Since joining ENIT, UTTOP as an Associate Professor in September 2017, my research has focused on Prognostics and Health Management (PHM), which leverages condition monitoring data and operational insights to assess system health, detect anomalies, diagnose defects, and predict Remaining Useful Life (RUL). With the growing industrial adoption of PHM, research has explored model-based, data-driven, and hybrid approaches to enhance maintenance planning and ensure system reliability, availability, and safety. However, Industry 4.0 necessitates not only improved system reliability but also autonomous health management. Thus, shifting from traditional PHM to AI-driven solutions is essential. Our research develops AI-enabled PHM methodologies that enhance system resilience through real-time diagnostic and prognostic decision-making.
This axis addresses the collection and extraction of critical information from diverse data sources to construct health indicators and predict degradation levels, essential for effective system monitoring. A particular focus is given to the engineering challenges associated with acquiring reliable monitoring data, emphasizing the significance of industry collaboration in developing trustworthy benchmark datasets. Robust methodologies for leveraging heterogeneous data in health indicator construction are examined, with applications spanning various systems, including rotating machinery and turbofan engines. Furthermore, attention-based deep learning models are explored for aligning multimodal data streams and extracting underlying characteristics.
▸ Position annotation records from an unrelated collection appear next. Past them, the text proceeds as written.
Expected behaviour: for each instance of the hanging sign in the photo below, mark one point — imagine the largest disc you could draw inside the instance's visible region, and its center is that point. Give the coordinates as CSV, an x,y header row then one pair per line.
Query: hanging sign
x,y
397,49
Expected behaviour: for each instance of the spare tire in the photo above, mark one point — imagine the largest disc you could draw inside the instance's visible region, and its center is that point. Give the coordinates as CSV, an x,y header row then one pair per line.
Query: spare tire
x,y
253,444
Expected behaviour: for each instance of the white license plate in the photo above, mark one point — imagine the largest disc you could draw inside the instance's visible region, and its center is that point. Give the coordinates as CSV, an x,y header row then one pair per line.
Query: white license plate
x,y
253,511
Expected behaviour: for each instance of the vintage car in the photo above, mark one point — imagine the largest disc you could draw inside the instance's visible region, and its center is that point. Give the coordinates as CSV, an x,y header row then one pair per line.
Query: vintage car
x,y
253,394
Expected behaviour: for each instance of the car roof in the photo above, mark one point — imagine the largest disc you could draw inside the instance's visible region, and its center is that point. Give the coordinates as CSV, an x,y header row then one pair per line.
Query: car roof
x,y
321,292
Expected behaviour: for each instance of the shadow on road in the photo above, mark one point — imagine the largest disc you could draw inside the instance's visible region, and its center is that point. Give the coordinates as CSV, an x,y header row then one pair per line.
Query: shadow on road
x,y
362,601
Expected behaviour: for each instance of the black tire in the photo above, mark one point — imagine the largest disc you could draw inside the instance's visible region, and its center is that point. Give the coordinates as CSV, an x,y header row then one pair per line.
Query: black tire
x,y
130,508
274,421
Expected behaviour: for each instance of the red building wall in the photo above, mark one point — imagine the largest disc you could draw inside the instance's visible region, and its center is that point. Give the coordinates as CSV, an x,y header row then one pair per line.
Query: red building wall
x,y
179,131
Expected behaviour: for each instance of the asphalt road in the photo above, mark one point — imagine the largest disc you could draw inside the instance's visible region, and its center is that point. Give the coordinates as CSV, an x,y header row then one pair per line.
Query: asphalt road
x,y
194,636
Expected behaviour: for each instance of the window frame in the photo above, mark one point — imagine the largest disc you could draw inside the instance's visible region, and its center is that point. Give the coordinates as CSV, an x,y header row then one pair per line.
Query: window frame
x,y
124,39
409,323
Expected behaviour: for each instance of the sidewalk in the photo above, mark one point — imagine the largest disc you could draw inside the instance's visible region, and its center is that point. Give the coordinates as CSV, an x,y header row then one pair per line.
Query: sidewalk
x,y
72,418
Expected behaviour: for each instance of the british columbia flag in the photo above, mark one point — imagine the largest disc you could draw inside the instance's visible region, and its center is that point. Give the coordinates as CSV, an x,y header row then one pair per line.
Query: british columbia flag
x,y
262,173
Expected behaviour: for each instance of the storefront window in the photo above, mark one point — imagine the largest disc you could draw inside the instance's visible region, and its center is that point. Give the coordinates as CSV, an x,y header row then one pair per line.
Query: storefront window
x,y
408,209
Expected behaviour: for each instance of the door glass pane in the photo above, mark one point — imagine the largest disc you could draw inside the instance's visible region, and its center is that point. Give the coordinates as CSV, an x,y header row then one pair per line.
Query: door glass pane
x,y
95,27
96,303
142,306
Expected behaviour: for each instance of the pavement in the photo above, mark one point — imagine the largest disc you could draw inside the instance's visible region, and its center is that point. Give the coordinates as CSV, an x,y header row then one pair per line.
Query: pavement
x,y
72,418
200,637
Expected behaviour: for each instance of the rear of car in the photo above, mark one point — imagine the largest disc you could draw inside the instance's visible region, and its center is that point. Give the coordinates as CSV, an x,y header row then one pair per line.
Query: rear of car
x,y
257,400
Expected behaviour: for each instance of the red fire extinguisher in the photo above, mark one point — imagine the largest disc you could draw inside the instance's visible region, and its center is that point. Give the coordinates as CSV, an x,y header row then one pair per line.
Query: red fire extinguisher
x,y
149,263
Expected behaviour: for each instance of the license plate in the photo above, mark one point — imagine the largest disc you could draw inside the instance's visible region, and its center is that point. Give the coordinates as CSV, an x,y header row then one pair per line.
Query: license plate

In this axis, we introduce advanced methodologies to navigate through data-related challenges inherent in PHM, including managing sparse, missing, and unlabeled data sets. The first challenge pertains to unlabeled data, particularly in the context of unknown fault types in online monitoring. To address this, we propose a methodology that integrates direct and indirect monitoring information to detect and diagnose unknown robotic drifts. The second challenge involves sparse condition monitoring data for fault diagnostics. In response, we present a multimodal learning approach that combines multiple data modalities while incorporating domain knowledge. Additionally, we introduce physics-informed machine-learning techniques to extract meaningful features from limited datasets. Finally, we tackle the issue of sparse run-to-failure data in prognostics by developing a novel contrastive self-supervised learn- ing framework to improve prognostic accuracy.
This axis proposes new techniques for dealing with the inherent uncertainties in prognostic analyses, thereby supporting more informed and reliable post-prognostics decisions. We first focus on the development of advanced methodologies for managing uncertainties in prognostics, considering the variability in system degradation trends, uncertainties arising from diverse operational conditions, and challenges related to model assumptions and measurement noise. Building on this foundation, we develop robust strategies for post-prognostic decision-making. These strategies include optimizing mission profiles to extend system lifetimes and introducing a dynamic predictive maintenance framework that integrates prognostic uncertainties into maintenance planning. By accounting for these uncertainties, the proposed approach enhances decision-making reliability and improves system availability.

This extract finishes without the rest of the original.